Docker image deployment fails for compliance module in CI/CD

We’re experiencing persistent failures when deploying our Arena QMS compliance module through our Jenkins CI/CD pipeline. The Docker image push to our private registry consistently times out during the final stage.

Our Jenkins pipeline uses credential binding for registry authentication, but the push operation fails after approximately 5 minutes. We’ve verified the credentials work manually using docker login. The timeout occurs specifically during the compliance module image push (2.3GB size).


docker push registry.company.com/arena-compliance:latest
The push refers to repository [registry.company.com/arena-compliance]
timeout: network connection lost after 300s

This blocks our automated compliance deployments completely. We need to validate registry endpoint connectivity and implement proper timeout configurations. Has anyone configured retry logic with exponential backoff for large Arena QMS images in Jenkins?

For credential binding issues in Jenkins, make sure you’re using the correct credential type. We switched from Username/Password to Docker Registry credential type in Jenkins and that resolved authentication timeouts. Also verify your registry endpoint is reachable from the Jenkins agent - run a curl test to the registry API endpoint before attempting the push. Network ACLs or firewall rules between Jenkins and your private registry could be causing intermittent connectivity issues that manifest as timeouts.

I recommend implementing a comprehensive retry strategy with exponential backoff in your Jenkinsfile. Configure network timeout settings to match your actual network conditions, and add proper validation steps.

For Docker registry credential binding in Jenkins, use the withDockerRegistry step with proper credential ID:

withDockerRegistry([credentialsId: 'registry-creds', url: 'https://registry.company.com']) {
  sh 'docker push registry.company.com/arena-compliance:latest'
}

For network timeout configuration, add these Docker daemon options in your Jenkins agent configuration or pipeline:

environment {
  DOCKER_CLIENT_TIMEOUT = '600'
  COMPOSE_HTTP_TIMEOUT = '600'
}

Implement retry logic with exponential backoff using Jenkins retry step:

retry(3) {
  timeout(time: 15, unit: 'MINUTES') {
    script {
      def backoffSeconds = 30
      try {
        sh 'docker push registry.company.com/arena-compliance:latest'
      } catch (Exception e) {
        sleep(backoffSeconds)
        backoffSeconds *= 2
        throw e
      }
    }
  }
}

For registry endpoint connectivity validation, add a pre-flight check:

curl -f --max-time 10 https://registry.company.com/v2/ || exit 1
docker pull registry.company.com/hello-world:latest

Key configuration points:

  1. Credential Binding: Use withDockerRegistry instead of manual docker login to ensure proper credential lifecycle management

  2. Timeout Configuration: Set both DOCKER_CLIENT_TIMEOUT and COMPOSE_HTTP_TIMEOUT to at least 600 seconds (10 minutes) for large images. Adjust based on your network speed - calculate expected time as (image_size_GB * 8) / (network_speed_Mbps) * 1.5 for safety margin

  3. Retry Strategy: Implement 3 retry attempts with exponential backoff starting at 30 seconds. This handles transient network issues without overwhelming the registry

  4. Endpoint Validation: Always validate registry connectivity before attempting push operations. Test with both HTTP API endpoint and a small image pull

Additional recommendations: Enable Docker BuildKit for better layer caching, use --compress flag for network-constrained environments, and monitor Jenkins agent disk I/O during push operations. If issues persist, check your registry logs for rate limiting or resource constraints on the registry side.

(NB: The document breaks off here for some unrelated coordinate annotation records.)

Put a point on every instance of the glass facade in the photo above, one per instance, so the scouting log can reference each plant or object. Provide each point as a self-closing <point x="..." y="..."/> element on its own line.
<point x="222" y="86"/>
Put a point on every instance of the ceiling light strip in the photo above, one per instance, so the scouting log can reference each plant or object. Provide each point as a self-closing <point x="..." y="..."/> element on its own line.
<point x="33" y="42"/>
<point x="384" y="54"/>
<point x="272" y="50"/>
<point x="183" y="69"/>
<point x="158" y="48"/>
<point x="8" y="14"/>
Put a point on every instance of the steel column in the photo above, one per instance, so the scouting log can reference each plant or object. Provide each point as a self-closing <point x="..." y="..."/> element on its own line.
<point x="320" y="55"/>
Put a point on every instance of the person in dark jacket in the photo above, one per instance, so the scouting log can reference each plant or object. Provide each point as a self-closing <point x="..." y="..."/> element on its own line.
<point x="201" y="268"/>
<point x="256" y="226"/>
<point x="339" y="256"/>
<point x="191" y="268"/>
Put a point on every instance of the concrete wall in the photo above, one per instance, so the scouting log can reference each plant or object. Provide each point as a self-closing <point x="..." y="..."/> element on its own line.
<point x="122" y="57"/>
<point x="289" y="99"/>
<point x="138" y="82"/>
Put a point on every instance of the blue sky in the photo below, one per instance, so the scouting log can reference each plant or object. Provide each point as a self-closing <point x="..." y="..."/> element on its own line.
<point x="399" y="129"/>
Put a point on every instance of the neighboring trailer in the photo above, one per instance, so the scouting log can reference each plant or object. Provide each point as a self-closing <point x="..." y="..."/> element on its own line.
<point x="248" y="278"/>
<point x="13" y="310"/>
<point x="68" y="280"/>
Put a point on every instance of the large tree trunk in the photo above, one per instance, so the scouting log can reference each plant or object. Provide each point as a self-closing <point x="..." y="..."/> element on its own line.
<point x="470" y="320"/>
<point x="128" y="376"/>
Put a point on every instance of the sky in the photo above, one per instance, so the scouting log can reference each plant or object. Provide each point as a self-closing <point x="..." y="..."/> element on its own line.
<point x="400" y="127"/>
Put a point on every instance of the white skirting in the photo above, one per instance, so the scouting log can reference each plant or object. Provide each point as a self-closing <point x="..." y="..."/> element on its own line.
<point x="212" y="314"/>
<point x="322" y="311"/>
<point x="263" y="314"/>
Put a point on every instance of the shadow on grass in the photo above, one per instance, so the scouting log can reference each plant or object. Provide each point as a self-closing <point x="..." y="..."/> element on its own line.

For Arena QMS deployments specifically, we’ve found that splitting the compliance module into smaller microservices helps with image sizes. But if that’s not feasible, implement proper health checks in your pipeline. Add a pre-push validation step that tests registry connectivity with a small test image first. This quickly identifies if the issue is authentication versus network capacity. We use a 100MB test image push as a canary before attempting the full compliance module push.